TEMPO.CO, Jakarta - Program Pangan Dunia PBB (WFP) mengumumkan pada Jumat bahwa mereka telah "menghabiskan semua persediaan makanan" untuk keluarga-keluarga Palestina di Gaza karena penyeberangan perbatasan ditutup Israel sejak 2 Maret.
"Hari ini, WFP mengirimkan persediaan makanan terakhirnya yang tersisa ke dapur-dapur makanan hangat di Jalur Gaza," kata badan tersebut dalam sebuah pernyataan seperti dilansir Anadolu.
Baca berita dengan sedikit iklan, klik di sini
Disebutkan bahwa dapur-dapur ini, jalur vital yang hanya menyediakan 25 persen kebutuhan makanan harian bagi setengah populasi, diperkirakan akan kehabisan persediaan dalam beberapa hari.
Badan PBB tersebut mencatat bahwa semua 25 toko roti yang didukungnya tutup pada 31 Maret setelah kehabisan tepung terigu dan bahan bakar untuk memasak. Paket makanan yang didistribusikan ke keluarga-keluarga telah habis pada minggu yang sama.

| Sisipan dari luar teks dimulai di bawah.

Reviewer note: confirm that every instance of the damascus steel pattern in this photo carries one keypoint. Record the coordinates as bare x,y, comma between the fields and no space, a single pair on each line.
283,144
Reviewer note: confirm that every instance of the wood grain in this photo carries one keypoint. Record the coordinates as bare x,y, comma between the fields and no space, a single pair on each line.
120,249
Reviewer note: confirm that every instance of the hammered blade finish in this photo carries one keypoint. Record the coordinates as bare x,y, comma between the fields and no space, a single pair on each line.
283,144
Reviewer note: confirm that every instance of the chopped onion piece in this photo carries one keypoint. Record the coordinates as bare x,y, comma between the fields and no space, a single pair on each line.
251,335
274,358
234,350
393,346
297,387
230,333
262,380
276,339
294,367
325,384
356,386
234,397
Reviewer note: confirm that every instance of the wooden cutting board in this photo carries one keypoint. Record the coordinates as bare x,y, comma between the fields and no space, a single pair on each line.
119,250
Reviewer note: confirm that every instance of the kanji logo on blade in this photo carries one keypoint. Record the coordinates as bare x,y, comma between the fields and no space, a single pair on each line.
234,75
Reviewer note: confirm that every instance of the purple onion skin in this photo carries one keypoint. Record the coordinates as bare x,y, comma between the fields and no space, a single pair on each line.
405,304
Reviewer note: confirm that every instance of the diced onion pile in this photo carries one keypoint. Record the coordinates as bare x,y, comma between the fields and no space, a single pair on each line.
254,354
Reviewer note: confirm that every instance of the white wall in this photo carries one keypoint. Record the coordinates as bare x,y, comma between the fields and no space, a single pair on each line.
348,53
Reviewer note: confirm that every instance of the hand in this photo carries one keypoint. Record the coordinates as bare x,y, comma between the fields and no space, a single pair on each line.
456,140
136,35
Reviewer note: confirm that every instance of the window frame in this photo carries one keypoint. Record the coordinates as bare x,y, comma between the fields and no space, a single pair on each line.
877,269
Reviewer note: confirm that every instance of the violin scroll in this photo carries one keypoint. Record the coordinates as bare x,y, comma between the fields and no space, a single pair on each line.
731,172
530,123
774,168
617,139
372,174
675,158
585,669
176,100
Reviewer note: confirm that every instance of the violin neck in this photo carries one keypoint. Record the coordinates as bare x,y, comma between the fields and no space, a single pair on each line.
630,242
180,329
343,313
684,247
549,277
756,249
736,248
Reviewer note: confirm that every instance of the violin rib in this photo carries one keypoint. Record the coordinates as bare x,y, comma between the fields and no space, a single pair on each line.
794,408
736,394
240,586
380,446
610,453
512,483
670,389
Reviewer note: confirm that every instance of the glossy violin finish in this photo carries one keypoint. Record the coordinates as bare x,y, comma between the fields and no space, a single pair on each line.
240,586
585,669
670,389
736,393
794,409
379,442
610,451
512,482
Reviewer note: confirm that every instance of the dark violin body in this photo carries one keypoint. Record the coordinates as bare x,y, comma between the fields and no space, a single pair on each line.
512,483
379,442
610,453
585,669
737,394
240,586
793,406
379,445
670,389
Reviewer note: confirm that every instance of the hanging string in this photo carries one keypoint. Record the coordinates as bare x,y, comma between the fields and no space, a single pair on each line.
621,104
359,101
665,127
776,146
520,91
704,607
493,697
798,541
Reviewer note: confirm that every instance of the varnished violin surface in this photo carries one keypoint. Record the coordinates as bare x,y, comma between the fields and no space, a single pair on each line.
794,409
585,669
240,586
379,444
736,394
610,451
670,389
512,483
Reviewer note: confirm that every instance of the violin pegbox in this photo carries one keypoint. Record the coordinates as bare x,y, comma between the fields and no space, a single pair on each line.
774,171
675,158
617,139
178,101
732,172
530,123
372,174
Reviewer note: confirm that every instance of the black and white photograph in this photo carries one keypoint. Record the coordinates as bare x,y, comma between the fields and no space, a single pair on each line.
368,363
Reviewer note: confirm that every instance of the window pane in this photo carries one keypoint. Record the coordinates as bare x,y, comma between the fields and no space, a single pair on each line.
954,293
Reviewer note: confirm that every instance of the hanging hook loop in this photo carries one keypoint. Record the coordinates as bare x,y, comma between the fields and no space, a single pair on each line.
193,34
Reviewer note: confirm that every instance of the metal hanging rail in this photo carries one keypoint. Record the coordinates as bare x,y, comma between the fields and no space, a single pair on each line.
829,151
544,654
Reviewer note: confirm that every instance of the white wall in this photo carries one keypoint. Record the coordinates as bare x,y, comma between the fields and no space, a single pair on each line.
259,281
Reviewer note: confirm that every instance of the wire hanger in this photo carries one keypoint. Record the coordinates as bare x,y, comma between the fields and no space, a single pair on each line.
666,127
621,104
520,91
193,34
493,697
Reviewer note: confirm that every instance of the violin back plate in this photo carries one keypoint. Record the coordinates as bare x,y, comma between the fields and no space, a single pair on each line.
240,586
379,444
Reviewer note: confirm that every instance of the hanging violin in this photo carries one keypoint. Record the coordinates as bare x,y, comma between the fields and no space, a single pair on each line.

Badan tersebut memperingatkan tentang "kekurangan air bersih dan bahan bakar untuk memasak yang parah – memaksa warga Palestina untuk mencari bahan-bahan yang dapat dibakar untuk memasak makanan."
Gaza telah menghadapi penutupan penyeberangan perbatasan utamanya yang terlama dalam sejarah, tanpa pasokan kemanusiaan atau komersial yang masuk selama lebih dari tujuh minggu.
WFP melaporkan harga pangan telah melonjak hingga 1.400 persen dibandingkan saat gencatan senjata, sementara komoditas penting sangat langka. Ini meningkatkan "kekhawatiran gizi serius" bagi kelompok rentan, termasuk anak kecil, wanita hamil dan menyusui, serta orang lanjut usia.
Lebih dari 116.000 metrik ton bantuan pangan, cukup untuk memberi makan satu juta warga Palestina di Gaza selama empat bulan, siap masuk begitu perbatasan dibuka kembali, kata badan tersebut.
"Situasi di dalam Jalur Gaza sekali lagi mencapai titik kritis: orang-orang kehabisan cara untuk bertahan hidup," WFP memperingatkan.
Badan tersebut juga mendesak semua pihak untuk "memprioritaskan kebutuhan warga sipil dan mengizinkan bantuan masuk ke Gaza segera dan menegakkan kewajiban mereka berdasarkan hukum humaniter internasional."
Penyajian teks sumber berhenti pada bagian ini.